イヤホンガイドも何ヶ国語にも対応していて、身分証明書があればこちらも無料で利用できます。 

 1日に何度か学芸員によるギャラリーツアーがあり、ちょうどツアー待ちの行列ができていたので私も参加してみました。 私が参加したのは、5歳位から80歳位の方まで男女20人位のグループです。 

 学芸員の方の解説の後の質問タイム。
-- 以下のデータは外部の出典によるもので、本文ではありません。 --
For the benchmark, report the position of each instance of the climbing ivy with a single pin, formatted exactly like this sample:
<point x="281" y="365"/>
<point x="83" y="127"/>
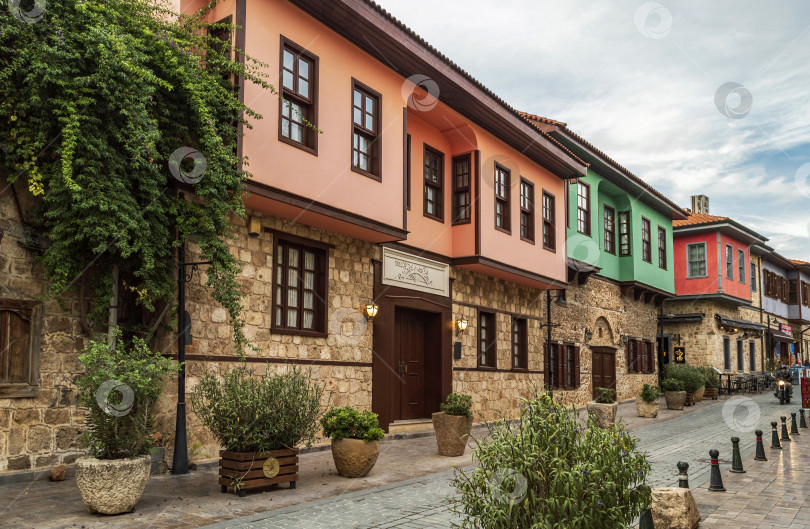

幼稚園生くらいの女の子が「これは何を表しているの?」「これはどうしてこんな風に描かれているの?」と可愛い質問が出て、一気に微笑ましい空気に包まれました。 学芸員の方が分かりやすく説明すると、それを聞いた女性が、「それでは、こういう事なんですか?」と、一つの作品を見ながら話はどんどん膨らみ、次々いろいろな意見が飛び出しました。 私は初めてみる光景にただただ圧倒されるばかり! 子供の頃からこの様な環境で育っているので、美術館に行くことも・アートについて語り合うことも当たり前のことなんですね。子ども連れで美術館に行く事の少ない日本とはだいぶ違う環境、羨ましい限りですね。 

中世から現代までの西洋絵画や彫刻・工芸品などの展示がされているので、見たことのある作品や本で見た作品に出会うと嬉しくなってしまいます 

 屋上やあちこちに作品が散りばめられているそうで、作品探しも楽しそうです。 

 広場では作品を見る合間に休憩をしたり、食事をしたりしている家族連れで賑わっていました。 庭園を散歩したり、子ども達が走り回ったりとまるでピクニック来ているような光景。 ゲッティ美術館はファミリーで一日中楽しめるテーマパークのようでした。